To the boy who can't commit,
I wonder sometimes what the story is, why you couldn't and still can't allow yourself to feel comfortable with just one person instead of two or three. I guess that trying to understand why you couldn't just be honest with me from the beginning as to what your expectations were is just a waste of my time. I would have been so much better off if you had just been clear with your intentions when spending time with me. But no, you made that decision for me by lying. What's even worse is that after all that was said and done, you acted like I was insane for thinking that we were together or exclusive. I was very clear that you were the only person I was seeing and that I expected the same of you. You can't tell me that I did not make this clear because I obviously have been the most attentive person involved in our conversations.

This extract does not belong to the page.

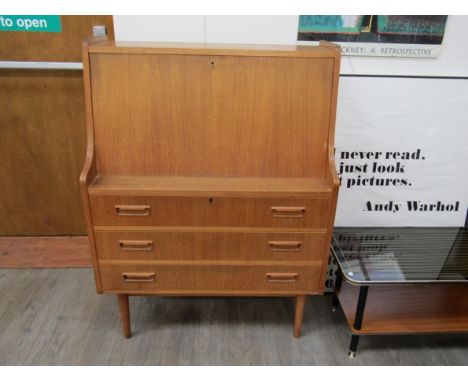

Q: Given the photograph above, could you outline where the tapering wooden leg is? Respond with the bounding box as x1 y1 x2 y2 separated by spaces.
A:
294 296 305 338
117 294 132 338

But this is besides the point - this is about you and why you decided to do what you did. It's hard for me to understand why you would want to make anyone feel the way that you made me feel - unwanted, unlovable, and replaceable. I can assure you that no one deserves to feel like this so the minute you understand empathy, you can give me a call because I wait for the day of your epiphany. This is not because I want to rekindle something with you but because I will be proud of you for finally realizing that people have feelings. Because of the way you treated me and told me how much I mean to you, I gave myself to you (emotionally) and you ran - you took my heart and ran with it only to drop it halfway through the race.
To the other girls who you have taken as victims, I hope you realize that you deserve more than someone who thinks that you are disposable and that you are just one of many of his conquests. I feel for you so deeply because we all have experienced the same pain caused by the same person. My best advice would be to move on and find someone who treats you like the queen that you are.